The stabilizer pad is constructed using a main base plate 12 that is generally of U-shape. The base plate 12 supports separately disposed pad mounting plates 14. The base plate 12 includes parallel disposed flanges 20 and an interconnecting bridge piece 16. Each of the flanges 20 define multiple grouser points as illustrated at 25 in FIGS. 1 and 2. To support the base plate 12 with the mounting plates 14, there are also provided, associated with each flange 20, a pair of gussets 20A. A series of welds 22 are used to interconnect the flange 20, as well as the gussets 20A with the base 28 of each of the mounting plates 14. The mounting plates 14 each include, in addition to the base 28, orthogonally bent flanges 30. The base 28 and the flanges 30 together define a pocket into which is disposed the resilient pad 34. Each of the mounting plates 14 is also provided with spaced slots 60 disposed at the outer respective corners between the base 28 and the flange 30. These slots 60 accommodate tabs 58 of the clamp bar 50, as will be described in further detail hereinafter.
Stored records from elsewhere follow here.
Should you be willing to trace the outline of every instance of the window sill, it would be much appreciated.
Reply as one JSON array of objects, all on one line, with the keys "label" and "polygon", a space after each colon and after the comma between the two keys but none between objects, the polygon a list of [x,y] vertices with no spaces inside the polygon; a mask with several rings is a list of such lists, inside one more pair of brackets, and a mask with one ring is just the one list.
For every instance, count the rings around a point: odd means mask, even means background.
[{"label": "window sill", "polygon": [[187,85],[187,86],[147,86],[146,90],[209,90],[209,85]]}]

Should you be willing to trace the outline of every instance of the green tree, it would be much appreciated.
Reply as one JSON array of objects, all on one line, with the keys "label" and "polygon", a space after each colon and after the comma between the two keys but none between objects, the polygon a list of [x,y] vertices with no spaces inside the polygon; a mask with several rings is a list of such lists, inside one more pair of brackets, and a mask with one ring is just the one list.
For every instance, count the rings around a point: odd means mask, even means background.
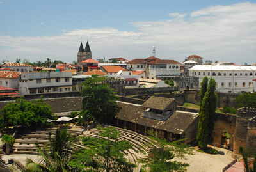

FIG. 1 also illustrates the pivot pin 10 which is attached to the flanges 20 by means of respective bushings 26. Each of the bushings 26 may be welded to its corresponding grouser flange 20. The pin 10 may be free to rotate in its corresponding bushing 26, or alternatively, a securing bolt (not shown) may pass through the pin and bushing combination to prevent relative rotation therebetween.

As indicated previously, each of the flanges 20 is provided with spaced grouser points 25. In this regard refer to the side elevation view of FIG. 2 which illustrates the grouser points 25, one disposed on each side of the pin 10. Although two grouser points are illustrated in the disclosed embodiment, a single grouser point may be used or more than two grouser points may be used. Also, as indicated previously, for a street pad that is meant to be used primarily only on the resilient pad side, grouser points do not need to be provided. In addition, for a street pad, sections of the flange 20 construction can be removed so that the pad is lighter in weight.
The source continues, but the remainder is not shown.